名ばかりのMBO

すかいらーくの創業家が、議決権の9割を握るファンド株主に解任されたという記事が出ています。これは当然のことではないかと思います。まず、MBOといいながら、2割近く持っていた持ち株を、MBOの過程で3%まで売却し、多額の売却益を得ていたという話には、呆れてしまいました。このことからして、「ルール違反」だと思います。本来、MBOとは、経営陣がリスクを取ってエクイティ投資し、ちょっと大げさに言うと、経営陣の根性に火をつけて、経営にあたるというのが前提。なのに、2割から3%に持ち株比率を減らしていたなんて、MBO本来のありかたの正反対です。

マスコミには、MBOとか、LBOなどのアメリカで過去30年ほどの間にすすんだ金融手法に批判的なトーンで記事を書く方が多いように思います。でも、MBOやLBOを通して、短期間で金儲けできるほど、アメリカも甘くはないです。すかいらーくのようなケースをしっかり勉強していただき、どのようなMBOが「善」なのか、MBOがなぜ「善」なのか、きっちりとしたリサーチや研究に基づいた話を、もっと広めていただきたいです。

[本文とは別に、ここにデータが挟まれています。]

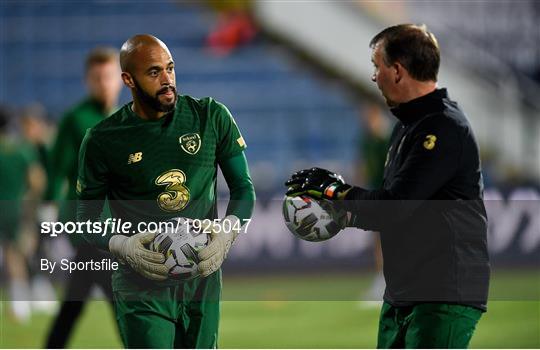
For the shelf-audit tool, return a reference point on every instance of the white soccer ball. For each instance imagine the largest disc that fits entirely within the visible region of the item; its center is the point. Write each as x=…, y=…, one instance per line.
x=312, y=220
x=180, y=244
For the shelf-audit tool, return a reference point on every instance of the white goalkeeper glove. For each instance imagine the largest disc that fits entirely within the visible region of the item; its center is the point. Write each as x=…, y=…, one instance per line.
x=144, y=261
x=221, y=238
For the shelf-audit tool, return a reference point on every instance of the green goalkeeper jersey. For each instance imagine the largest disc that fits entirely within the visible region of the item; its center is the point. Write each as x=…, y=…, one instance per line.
x=153, y=170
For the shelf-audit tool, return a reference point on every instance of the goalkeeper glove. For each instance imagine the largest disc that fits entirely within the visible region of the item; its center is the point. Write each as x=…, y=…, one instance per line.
x=144, y=261
x=317, y=183
x=221, y=239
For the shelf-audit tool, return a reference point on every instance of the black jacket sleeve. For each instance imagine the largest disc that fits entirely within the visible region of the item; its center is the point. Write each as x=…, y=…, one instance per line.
x=427, y=160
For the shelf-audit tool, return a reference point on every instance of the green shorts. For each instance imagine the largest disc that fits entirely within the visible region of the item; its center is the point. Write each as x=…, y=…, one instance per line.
x=185, y=315
x=427, y=326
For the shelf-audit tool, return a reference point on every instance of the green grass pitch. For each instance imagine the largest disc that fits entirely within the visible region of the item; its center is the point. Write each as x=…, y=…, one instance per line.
x=269, y=316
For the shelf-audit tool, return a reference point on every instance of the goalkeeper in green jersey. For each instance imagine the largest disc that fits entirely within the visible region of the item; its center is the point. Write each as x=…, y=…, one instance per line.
x=154, y=159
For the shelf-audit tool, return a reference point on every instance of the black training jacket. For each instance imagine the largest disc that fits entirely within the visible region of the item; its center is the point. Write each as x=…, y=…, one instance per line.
x=430, y=211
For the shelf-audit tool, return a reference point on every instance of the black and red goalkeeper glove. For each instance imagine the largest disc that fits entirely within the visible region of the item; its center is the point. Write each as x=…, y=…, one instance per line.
x=317, y=183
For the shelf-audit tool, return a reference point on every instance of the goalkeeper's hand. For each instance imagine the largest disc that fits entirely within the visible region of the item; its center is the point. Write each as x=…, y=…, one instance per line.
x=131, y=250
x=317, y=183
x=221, y=238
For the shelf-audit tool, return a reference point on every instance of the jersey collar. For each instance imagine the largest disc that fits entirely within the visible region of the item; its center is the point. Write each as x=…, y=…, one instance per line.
x=410, y=111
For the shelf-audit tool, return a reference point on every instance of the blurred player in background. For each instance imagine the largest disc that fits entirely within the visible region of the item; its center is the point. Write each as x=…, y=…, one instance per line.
x=374, y=146
x=102, y=75
x=20, y=174
x=35, y=133
x=154, y=159
x=430, y=209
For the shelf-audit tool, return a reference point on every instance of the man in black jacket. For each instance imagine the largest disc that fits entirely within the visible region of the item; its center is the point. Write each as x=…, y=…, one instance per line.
x=429, y=210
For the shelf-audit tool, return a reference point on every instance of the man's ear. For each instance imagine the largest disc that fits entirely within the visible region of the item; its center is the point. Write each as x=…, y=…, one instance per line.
x=399, y=72
x=128, y=80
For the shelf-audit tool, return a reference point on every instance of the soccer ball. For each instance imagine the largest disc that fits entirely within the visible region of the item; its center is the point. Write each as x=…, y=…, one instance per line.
x=312, y=220
x=180, y=243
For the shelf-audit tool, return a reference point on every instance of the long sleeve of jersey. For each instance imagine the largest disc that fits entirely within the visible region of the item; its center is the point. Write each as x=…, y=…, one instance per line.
x=242, y=194
x=420, y=163
x=91, y=187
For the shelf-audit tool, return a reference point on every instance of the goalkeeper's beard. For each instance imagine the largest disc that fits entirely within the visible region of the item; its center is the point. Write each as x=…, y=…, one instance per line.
x=153, y=101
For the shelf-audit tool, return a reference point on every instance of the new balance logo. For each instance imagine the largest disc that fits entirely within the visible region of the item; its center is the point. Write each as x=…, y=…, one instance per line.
x=135, y=157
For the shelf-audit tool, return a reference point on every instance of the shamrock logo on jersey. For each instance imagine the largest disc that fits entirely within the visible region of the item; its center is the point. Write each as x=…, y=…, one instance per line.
x=190, y=143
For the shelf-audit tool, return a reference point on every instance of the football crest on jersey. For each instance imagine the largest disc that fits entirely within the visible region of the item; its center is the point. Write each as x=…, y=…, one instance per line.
x=190, y=143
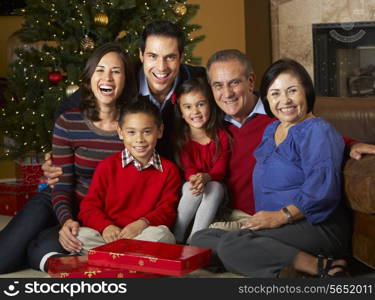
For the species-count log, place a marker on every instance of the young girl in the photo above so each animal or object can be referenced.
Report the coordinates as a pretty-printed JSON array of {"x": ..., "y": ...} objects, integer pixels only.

以前、日本電産の永守社長が、自社株の値段が安いという経営者は多いが、有価証券報告書を見ると、たいした自社株を持っていない。本当に安いとは思っていない証拠だ。本当に思っているのであれば、経営者は自社株を(借金してでも)もっと買うべきだと、日経金融新聞に書かれていたことが記憶にあります。すかいらーくの創業者たちがやったことは、(いろいろとご事情はあったのかもしれませんが)、これとはまったく反対のことで、まさに名ばかりのMBOだと思います。